Courtesy of Tony Nguyen
Jessica Osborne-Nguyen looks forward to sharing her passion for sustainable seafood.
Nguyen ended up working in country clubs, a formative experience that set the foundation for his career and gave him the chops to get into the Culinary Institute of America in Hyde Park, New York. He furthered his education at Cornell University's hotel and restaurant management program, then returned to St. Louis to do an internship in sushi at the Ritz-Carlton hotel in Clayton. Following graduation, he decided to come back to his hometown for good and helped open the restaurants at the Lumiere Place Casino on the Landing; he was so young he had to get a special pass to be in the building because he wasn't allowed on the gaming floor.
Though Nguyen loved being home, his the job with Lumiere Place felt too corporate. He decided to parlay his casino experience into a shot at the big leagues, leaving town to work for chef Rick Moonen in Las Vegas, a gig that ignited his passion for sustainable seafood. From there, he went on to the acclaimed L'Atelier De Joël Robuchon at the MGM Grand, then eventually to Los Angeles and the famed Crustacean to work with An.
Nguyen credits each of his jobs as having a formative effect on his cooking philosophy, though his time with An perhaps best illustrates what he hopes to do at Snō.
"She'd be called the 'Mother of Asian Fusion' and always ask what did that even mean," Nguyen explains. "In our food, maybe there is a little Asian influence, but we don't let that stop us from doing what we want to do. I love Spanish food, too, so maybe there will be tomato bread with Thai basil. I'm going to Italy in a month, so I might do something like a pasta with fresh clams, but maybe with a pho broth, and instead of white wine, maybe I will use sake. We never want to limit ourselves. I know there will be a little influence of Asia, but I consider this a chef-driven restaurant."
Courtesy of Tony Nguyen
Jessica Osborne-Nguyen and Tony Nguyen will open Snō sometime this summer.
To that end, Nguyen describes Snō as the food he loves to cook and eat. With his wife, Jessica Osborne-Nguyen helping him sketch out a vision for the restaurant — she is a highly trained and talented chef in her own right and has worked for such greats as Nancy Silverton and Jean-Georges Vongerichten — Nguyen sees Snō as a restaurant that intentionally resists being pigeonholed into one genre. He says to anticipate a small plates-focused menu that is dim sum-influenced, though he is quick to note that dim sum is just another name for tapas. Diners can also expect steaks, sustainable seafood, fresh noodles, a rotating dumpling program and craft cocktails.
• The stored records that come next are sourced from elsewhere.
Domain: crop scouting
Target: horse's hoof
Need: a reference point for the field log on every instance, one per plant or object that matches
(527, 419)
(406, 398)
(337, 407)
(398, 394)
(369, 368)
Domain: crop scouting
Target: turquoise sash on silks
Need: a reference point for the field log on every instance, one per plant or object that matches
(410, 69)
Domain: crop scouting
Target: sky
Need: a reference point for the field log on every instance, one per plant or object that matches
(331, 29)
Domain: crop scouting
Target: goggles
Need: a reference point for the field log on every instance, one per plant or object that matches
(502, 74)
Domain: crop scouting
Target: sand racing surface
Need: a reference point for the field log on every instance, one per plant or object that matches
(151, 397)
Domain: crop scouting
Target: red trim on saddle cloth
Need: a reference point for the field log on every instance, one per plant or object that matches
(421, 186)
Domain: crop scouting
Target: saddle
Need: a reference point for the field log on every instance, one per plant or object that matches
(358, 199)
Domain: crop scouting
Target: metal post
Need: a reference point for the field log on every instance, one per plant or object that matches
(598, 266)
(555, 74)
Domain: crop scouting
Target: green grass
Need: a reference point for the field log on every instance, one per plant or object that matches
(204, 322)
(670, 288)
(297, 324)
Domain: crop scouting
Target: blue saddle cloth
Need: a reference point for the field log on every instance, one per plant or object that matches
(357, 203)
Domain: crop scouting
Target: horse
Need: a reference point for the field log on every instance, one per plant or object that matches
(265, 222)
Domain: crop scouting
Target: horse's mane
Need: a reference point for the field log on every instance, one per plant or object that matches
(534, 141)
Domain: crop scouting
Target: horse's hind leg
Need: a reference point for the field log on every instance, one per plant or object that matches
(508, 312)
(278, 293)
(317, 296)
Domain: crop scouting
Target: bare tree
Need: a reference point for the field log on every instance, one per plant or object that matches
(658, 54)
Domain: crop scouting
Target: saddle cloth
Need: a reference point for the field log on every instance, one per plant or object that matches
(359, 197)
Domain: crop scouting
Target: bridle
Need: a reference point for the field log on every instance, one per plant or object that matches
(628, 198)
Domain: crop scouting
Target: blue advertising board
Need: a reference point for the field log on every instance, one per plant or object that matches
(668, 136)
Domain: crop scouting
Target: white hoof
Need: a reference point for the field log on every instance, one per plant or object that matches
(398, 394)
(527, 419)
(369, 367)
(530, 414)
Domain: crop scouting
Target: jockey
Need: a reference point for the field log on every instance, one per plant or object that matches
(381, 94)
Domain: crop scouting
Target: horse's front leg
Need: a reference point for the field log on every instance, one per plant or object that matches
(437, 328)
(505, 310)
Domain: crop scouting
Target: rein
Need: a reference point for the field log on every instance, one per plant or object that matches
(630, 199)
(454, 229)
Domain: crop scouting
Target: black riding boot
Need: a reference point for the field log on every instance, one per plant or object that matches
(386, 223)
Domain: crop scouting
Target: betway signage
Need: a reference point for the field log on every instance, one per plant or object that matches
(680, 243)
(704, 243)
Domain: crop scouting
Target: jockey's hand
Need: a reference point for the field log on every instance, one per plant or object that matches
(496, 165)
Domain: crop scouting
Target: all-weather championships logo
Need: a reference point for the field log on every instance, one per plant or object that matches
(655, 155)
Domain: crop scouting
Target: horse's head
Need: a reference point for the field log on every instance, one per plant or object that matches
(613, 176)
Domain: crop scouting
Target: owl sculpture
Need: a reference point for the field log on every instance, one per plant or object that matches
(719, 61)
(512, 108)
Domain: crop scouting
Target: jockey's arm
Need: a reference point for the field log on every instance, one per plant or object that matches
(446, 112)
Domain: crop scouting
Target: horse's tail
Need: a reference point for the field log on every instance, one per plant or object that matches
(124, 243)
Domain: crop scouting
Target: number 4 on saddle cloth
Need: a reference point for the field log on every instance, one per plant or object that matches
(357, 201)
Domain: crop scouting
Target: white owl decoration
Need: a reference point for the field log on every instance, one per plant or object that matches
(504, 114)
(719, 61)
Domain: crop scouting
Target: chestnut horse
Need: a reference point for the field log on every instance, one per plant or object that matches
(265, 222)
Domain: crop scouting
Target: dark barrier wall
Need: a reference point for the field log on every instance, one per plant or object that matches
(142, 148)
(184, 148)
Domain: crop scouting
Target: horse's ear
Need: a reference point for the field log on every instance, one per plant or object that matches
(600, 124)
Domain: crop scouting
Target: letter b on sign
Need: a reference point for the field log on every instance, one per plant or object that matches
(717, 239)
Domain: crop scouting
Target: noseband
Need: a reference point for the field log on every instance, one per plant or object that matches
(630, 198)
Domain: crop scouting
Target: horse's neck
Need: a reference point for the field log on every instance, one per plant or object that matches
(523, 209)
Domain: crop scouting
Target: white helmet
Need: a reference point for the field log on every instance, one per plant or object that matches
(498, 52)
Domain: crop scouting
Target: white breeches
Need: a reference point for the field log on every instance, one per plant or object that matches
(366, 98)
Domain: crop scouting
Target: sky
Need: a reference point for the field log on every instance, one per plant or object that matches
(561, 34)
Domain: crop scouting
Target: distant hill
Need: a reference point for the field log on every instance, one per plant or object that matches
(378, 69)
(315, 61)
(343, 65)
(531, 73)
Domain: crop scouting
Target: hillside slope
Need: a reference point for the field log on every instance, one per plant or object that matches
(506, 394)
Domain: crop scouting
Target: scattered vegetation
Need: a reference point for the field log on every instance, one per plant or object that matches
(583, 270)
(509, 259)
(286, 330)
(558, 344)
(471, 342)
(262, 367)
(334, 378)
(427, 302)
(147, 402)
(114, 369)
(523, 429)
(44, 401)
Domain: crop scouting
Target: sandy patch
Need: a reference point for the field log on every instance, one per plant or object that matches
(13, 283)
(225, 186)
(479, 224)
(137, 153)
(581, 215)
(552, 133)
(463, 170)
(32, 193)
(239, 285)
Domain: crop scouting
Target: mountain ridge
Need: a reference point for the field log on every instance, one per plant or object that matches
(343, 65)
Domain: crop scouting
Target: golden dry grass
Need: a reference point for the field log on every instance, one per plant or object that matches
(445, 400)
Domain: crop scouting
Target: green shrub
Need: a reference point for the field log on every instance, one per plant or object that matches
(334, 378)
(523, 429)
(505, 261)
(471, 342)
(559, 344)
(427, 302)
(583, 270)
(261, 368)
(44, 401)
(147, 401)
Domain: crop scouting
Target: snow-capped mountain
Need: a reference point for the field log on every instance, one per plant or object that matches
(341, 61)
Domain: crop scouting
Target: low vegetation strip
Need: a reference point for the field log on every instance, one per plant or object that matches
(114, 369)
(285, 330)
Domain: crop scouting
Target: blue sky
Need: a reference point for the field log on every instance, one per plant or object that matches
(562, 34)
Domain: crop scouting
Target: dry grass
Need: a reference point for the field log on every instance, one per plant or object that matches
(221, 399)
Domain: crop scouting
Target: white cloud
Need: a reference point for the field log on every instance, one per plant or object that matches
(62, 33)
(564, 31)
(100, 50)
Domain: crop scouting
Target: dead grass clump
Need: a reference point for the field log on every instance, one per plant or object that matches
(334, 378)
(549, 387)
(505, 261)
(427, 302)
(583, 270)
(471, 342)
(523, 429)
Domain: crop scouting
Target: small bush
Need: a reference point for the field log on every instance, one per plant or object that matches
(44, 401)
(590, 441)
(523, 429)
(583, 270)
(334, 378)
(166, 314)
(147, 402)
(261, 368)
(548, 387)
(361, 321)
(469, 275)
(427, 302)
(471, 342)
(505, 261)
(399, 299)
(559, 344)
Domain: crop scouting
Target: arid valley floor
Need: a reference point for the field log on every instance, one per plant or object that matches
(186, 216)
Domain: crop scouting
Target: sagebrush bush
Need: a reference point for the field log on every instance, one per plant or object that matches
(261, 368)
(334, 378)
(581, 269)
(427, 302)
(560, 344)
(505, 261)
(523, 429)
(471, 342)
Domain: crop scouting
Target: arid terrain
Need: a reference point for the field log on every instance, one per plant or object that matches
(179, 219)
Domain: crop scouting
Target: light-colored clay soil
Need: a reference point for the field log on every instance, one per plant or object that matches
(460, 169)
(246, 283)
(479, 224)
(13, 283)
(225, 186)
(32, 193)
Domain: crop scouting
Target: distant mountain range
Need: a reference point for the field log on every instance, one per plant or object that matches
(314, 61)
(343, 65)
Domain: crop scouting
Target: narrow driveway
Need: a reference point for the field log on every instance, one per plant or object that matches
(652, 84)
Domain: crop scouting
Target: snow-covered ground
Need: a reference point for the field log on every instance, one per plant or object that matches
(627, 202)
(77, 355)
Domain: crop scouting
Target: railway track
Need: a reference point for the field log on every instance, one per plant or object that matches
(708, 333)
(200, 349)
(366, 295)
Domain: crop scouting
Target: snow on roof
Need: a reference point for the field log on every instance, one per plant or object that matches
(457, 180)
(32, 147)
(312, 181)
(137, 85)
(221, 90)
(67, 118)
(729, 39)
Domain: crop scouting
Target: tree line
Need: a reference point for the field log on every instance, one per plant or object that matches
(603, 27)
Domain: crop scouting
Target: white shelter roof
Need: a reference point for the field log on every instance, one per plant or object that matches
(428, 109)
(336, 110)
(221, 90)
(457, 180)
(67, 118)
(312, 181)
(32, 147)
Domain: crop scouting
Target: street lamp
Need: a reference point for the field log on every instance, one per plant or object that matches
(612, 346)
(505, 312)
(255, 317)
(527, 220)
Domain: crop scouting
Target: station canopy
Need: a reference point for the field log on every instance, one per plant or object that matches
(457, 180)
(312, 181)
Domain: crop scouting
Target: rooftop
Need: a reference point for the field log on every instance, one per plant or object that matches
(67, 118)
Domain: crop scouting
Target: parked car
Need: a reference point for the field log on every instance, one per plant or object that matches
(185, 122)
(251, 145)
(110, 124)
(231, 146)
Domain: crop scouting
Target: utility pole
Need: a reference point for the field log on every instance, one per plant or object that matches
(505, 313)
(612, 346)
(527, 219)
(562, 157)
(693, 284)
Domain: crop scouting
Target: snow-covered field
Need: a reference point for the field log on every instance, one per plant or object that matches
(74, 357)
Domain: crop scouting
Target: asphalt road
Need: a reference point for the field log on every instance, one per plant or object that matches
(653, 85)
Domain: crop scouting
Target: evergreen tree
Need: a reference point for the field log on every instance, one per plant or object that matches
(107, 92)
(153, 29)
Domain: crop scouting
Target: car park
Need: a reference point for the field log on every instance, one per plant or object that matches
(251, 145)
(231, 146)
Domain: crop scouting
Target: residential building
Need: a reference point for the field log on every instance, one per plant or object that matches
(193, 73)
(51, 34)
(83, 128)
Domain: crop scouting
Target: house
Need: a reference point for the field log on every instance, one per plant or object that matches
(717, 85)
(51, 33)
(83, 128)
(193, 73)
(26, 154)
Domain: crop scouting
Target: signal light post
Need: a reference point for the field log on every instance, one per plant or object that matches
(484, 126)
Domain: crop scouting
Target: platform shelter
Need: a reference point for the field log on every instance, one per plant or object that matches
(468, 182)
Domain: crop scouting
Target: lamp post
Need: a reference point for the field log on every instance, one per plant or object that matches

Snō will be located in the former two-story VP Square storefront on Juniata Street, just off the bustling South Grand business district. Though he and Osborne-Nguyen do not yet have an exact opening date, Nguyen hopes to be serving guests sometime this summer. In the meantime, the pair are thrilled to be back in his hometown and cannot wait to share their talents with the people of St. Louis.
"I've eaten at 80 percent of the big name restaurants in Los Angeles, and my wife and I say that St. Louis has some of the best-tasting food we've ever had, nationwide," Nguyen says. "People here know good food, and they are wise with how they want to spend their dollars. The restaurants here can compete with restaurants anywhere in New York or L.A.; they are nationally great restaurants, and I think the city needs to be put on a pedestal. We wouldn't have come back if St. Louis wasn't a great food city."